Am J Physiol. 1997 Mar;272(3 Pt 1):G507-14. doi: 10.1152/ajpgi.1997.272.3.G507.
Our objective was to determine the vasodilator effect of adenosine and isoproterenol on the hepatic artery (HA) and superior mesenteric artery (SMA) before and after blockade of nitric oxide (NO) production to evaluate the possibility of organ specificity. Vascular circuits supplied blood flow to the liver or intestine in cats under pentobarbital sodium anesthesia. The NO synthase (NOS) antagonist N(G)-nitro-L-arginine methyl ester (L-NAME; 2.5 mg/kg iv) increased arterial pressure from 106.4 +/- 7.6 to 141.4 +/- 8.1 mmHg and raised basal vascular tone in the SMA but not in the HA. The NOS substrate L-arginine (75 mg/kg) reversed these effects. The decrease in perfusion pressure in response to adenosine was 51.7 +/- 2.9, 135.2 +/- 6.1, and 16.7 +/- 2.4 mmHg, respectively, for control and after L-NAME and L-arginine. Isoproterenol was also potentiated in the SMA. Adenosine and isoproterenol were not potentiated in the HA by L-NAME. Potentiation did not occur when HA or SMA basal tone was elevated by norepinephrine. In conclusion, L-NAME increased basal tone for the SMA and potentiated the dilation induced by adenosine and isoproterenol in the SMA but not in the HA. This study provides evidence that there is a highly organ-specific compensatory mechanism in which the absence of NO promotes potentiation of other vasodilators.
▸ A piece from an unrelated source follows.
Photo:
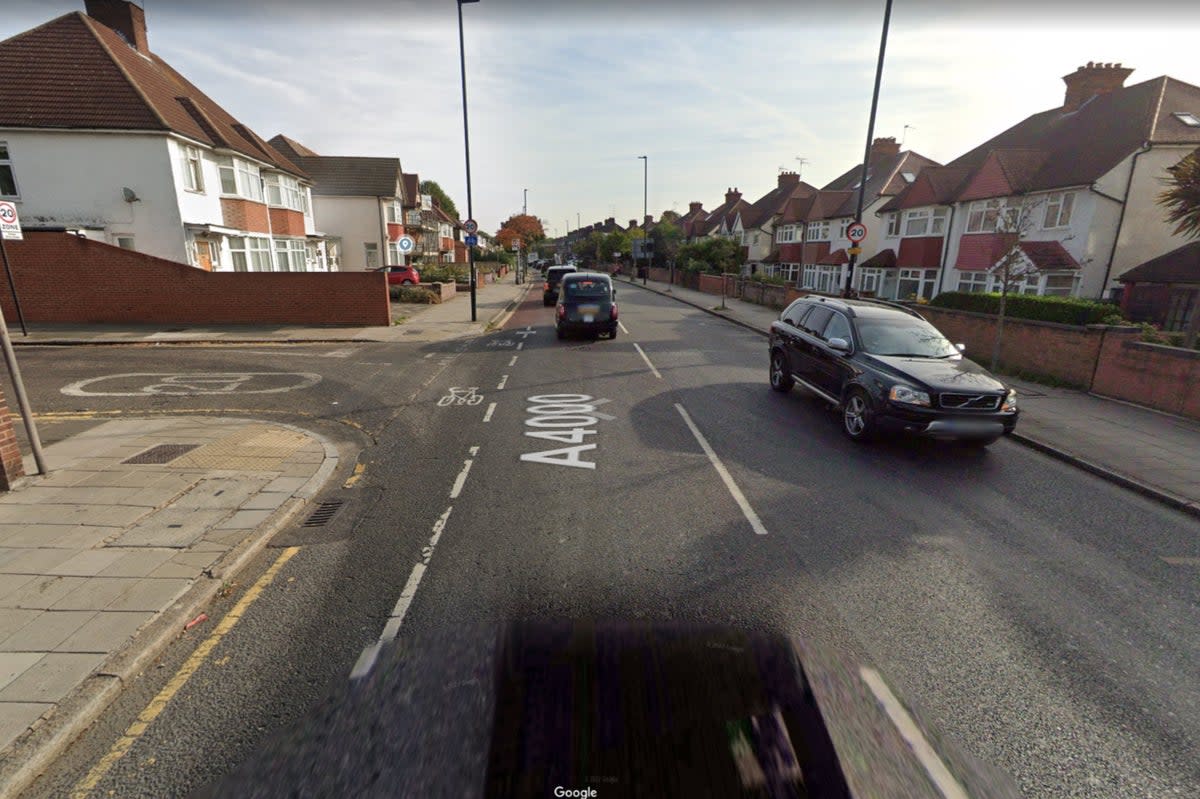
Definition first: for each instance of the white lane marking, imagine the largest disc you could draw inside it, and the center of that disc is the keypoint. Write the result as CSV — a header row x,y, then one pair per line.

我们的目的是在一氧化氮(NO)生成被阻断前后,测定腺苷和异丙肾上腺素对肝动脉(HA)和肠系膜上动脉(SMA)的血管舒张作用,以评估器官特异性的可能性。在戊巴比妥钠麻醉下,血管回路为猫的肝脏或肠道供应血流。一氧化氮合酶(NOS)拮抗剂N(G)-硝基-L-精氨酸甲酯(L-NAME;2.5mg/kg静脉注射)使动脉压从106.4±7.6mmHg升高至141.4±8.1mmHg,并提高了SMA的基础血管张力,但对HA没有影响。NOS底物L-精氨酸(75mg/kg)可逆转这些作用。在对照、L-NAME处理后和L-精氨酸处理后,腺苷引起的灌注压下降分别为51.7±2.9、135.2±6.1和16.7±2.4mmHg。异丙肾上腺素在SMA中也有增强作用。L-NAME对HA中的腺苷和异丙肾上腺素没有增强作用。当HA或SMA的基础张力由去甲肾上腺素升高时,增强作用未发生。总之,L-NAME增加了SMA的基础张力,并增强了腺苷和异丙肾上腺素在SMA中诱导的舒张作用,但在HA中没有。本研究提供了证据,表明存在一种高度器官特异性的代偿机制,其中NO的缺乏促进了其他血管舒张剂的增强作用。